After a long five seconds, Ashby cleared his throat and pulled away. “Do you think she’ll be okay to do the show tonight?”

“If for no other reason than to spite all of us, yes.” I smirked, and he followed. “Is Willow going to stay on tour with us?” I’m not sure what answer I’d hoped for.

Ashby nodded, and I realized I’d been hoping for the opposite movement. “She will. We asked both girls to stay.We don’t want or expect them to suddenly behave like the family they are, but we can’t bear to have them at each other’s throats anymore.”

“Ash?” Raven knocked on the door to the shed. “We’re ready to do sound checks. Are you guys all right?”

Ashby looked at me hopefully, and I nodded.
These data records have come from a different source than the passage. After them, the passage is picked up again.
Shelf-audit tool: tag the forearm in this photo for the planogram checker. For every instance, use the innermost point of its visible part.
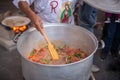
(23, 5)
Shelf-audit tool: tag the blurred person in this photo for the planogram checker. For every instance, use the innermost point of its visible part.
(108, 15)
(48, 11)
(87, 19)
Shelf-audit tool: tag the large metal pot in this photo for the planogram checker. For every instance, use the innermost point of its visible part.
(71, 35)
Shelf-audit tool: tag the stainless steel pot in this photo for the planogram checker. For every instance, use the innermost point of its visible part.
(70, 34)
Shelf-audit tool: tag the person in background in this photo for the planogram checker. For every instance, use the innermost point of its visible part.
(87, 19)
(110, 36)
(108, 15)
(48, 11)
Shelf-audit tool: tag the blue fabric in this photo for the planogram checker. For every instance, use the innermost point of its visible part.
(87, 16)
(116, 41)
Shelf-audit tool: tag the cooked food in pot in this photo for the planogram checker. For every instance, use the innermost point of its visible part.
(67, 54)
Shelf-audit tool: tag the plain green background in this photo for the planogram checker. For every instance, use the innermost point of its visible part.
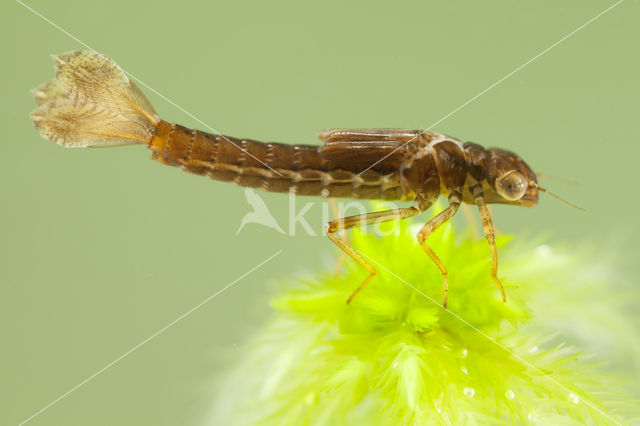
(101, 248)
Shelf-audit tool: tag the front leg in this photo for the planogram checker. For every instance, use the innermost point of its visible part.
(487, 225)
(430, 227)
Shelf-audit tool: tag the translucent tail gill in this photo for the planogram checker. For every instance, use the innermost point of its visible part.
(92, 103)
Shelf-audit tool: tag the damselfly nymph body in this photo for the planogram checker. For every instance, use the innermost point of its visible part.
(92, 103)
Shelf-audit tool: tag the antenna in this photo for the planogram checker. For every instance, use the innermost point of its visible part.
(559, 198)
(558, 179)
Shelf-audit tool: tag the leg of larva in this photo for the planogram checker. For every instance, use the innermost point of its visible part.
(429, 228)
(487, 225)
(343, 235)
(361, 220)
(468, 216)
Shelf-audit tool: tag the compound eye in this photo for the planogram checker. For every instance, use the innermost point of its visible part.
(512, 186)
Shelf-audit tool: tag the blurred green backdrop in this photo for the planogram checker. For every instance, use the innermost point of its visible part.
(102, 248)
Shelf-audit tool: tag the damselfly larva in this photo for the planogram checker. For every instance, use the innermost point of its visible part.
(92, 103)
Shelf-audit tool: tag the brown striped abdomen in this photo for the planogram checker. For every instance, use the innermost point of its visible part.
(270, 166)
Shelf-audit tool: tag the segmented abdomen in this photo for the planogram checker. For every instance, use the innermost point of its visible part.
(269, 166)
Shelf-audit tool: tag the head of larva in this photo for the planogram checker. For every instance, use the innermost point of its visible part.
(511, 178)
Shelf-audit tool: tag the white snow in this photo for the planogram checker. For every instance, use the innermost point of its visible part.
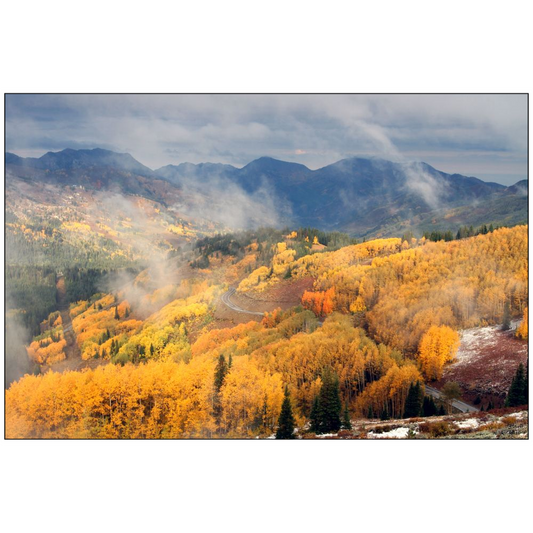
(475, 341)
(518, 416)
(398, 433)
(469, 423)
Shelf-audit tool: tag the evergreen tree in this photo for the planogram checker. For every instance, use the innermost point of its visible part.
(220, 373)
(429, 407)
(327, 407)
(314, 416)
(517, 394)
(329, 402)
(414, 401)
(346, 422)
(506, 316)
(286, 420)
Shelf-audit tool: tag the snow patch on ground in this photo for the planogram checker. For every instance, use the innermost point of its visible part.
(469, 423)
(519, 416)
(398, 433)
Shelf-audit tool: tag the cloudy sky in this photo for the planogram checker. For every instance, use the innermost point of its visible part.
(476, 135)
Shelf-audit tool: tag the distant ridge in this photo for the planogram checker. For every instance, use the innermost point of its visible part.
(362, 196)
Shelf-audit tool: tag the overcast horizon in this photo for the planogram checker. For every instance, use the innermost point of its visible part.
(475, 135)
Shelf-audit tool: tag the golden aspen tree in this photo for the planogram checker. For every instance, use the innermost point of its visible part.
(437, 347)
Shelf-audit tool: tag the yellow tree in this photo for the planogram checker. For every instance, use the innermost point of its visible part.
(521, 331)
(437, 347)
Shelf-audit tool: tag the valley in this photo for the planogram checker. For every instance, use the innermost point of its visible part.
(156, 320)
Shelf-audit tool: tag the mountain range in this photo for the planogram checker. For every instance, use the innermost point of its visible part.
(364, 197)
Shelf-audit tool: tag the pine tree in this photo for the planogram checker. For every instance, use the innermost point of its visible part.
(429, 407)
(315, 416)
(414, 401)
(220, 373)
(346, 422)
(286, 420)
(506, 316)
(330, 402)
(517, 394)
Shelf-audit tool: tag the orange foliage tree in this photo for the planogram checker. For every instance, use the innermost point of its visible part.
(437, 347)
He called over my shoulder. “We’ll be right out, hun.” He redirect his words to me. “Let’s get through the shows tonight and tomorrow. Then we have a couple of days before the next one to hopefully sort through some things.”

I opened the door, motioning for Ashby to exit ahead of me. “Here goes nothing, huh?”

 

T
hankfully, I was right about Ember’s ability to keep her stage life and off-stage life separate for the sake of the show. It was something I’d always been able to do. I found performing the best way to work through whatever was happening off stage. Luckily for all of us, and the audience, Ember and the rest of The Six did the same.

The last song before intermission had me nervous, and holding my breath. While the whole band was involved instrumentally, the vocal showcase belonged to Ember and her mom, while Ashby and I led the melody on our guitars.

Ember looked as poised as ever as she stood inches away from her mother, sharing a microphone as they sang:

Sing, baby, sing, baby, sing tonight

Sing for the good and sing for the bad,

oh sing for the life you thought you had

 

I took an anxious breath but Ember kept smiling. It may have been my imagination, but her vocals sounded better than they had in a long time.

 

Kiss me sweetly, one last time

Kiss me like we never lost our shine

Hold on tight, and tighter still

Breathe in the life we had together

The life we never will

Oh,

Sing, baby, sing, baby, sing tonight

Hold me, kiss me, love me

Through the night

Sunrise comes, shadows disappear

The only thing we’re left with, baby

Is our fear

 

I exhaled loudly as Ashby and I strummed the lengthy interlude, before the gorgeous mother-daughter team finished out the last song of this set.

 

Oh, fear is a hearty mistress, cutting no slack

Grab my hand, stop looking back

The moonlight is ours, the sunlight for us.

Baby, nothing comes between us

No matter the cost.

 

Once the song ended, and the crowd lifted us up with their applause, we announced our short break and headed to the shed.

“That was stunning, Ember.” I tugged her hand until her body was against mine, kissing her neck as I spoke.

She overrode my system every time she sang. I’d fallen in love with her on a stage, and every time we took one together. It felt like that first night all over again, only it was better. Now she was mine.

Ember squeezed my hand and backed away from my lips. “Come with me.”

She pulled me through the back door, where we were greeted by a large field and the canopy of every star in the universe hovering over us. The crowd hummed on the other side of the sage, but they seemed a million miles away as Ember led me down a small hill, sitting us in tall grass dotted with wildflowers.

I sat next to her and wrapped my arm around her shoulders, pulling her flush with me once again.

She lifted her face to me, allowing me to kiss her nose, making her smile as she spoke. “I’m sorry for this morning.”

I took my other arm and squeezed her tighter. “I’m the one who’s sorry. You have nothing to be sorry for. I was an asshole for losing my temper with you.”

Ember sat back, crossing her legs as she grabbed my hands, the intensity of her gaze grounding me. “No. I’m sorry for not telling you everything. You deserve more than my tantrum, Bo. We’re a fucking team. You remember that. Every day you tell me what you’re feeling, good and bad. No matter how much it hurts. You let me ask you about nightmares you have in the middle of the night, and you answer me even if its two thirty in the morning. You would never dream of brushing me off like I did to you today.”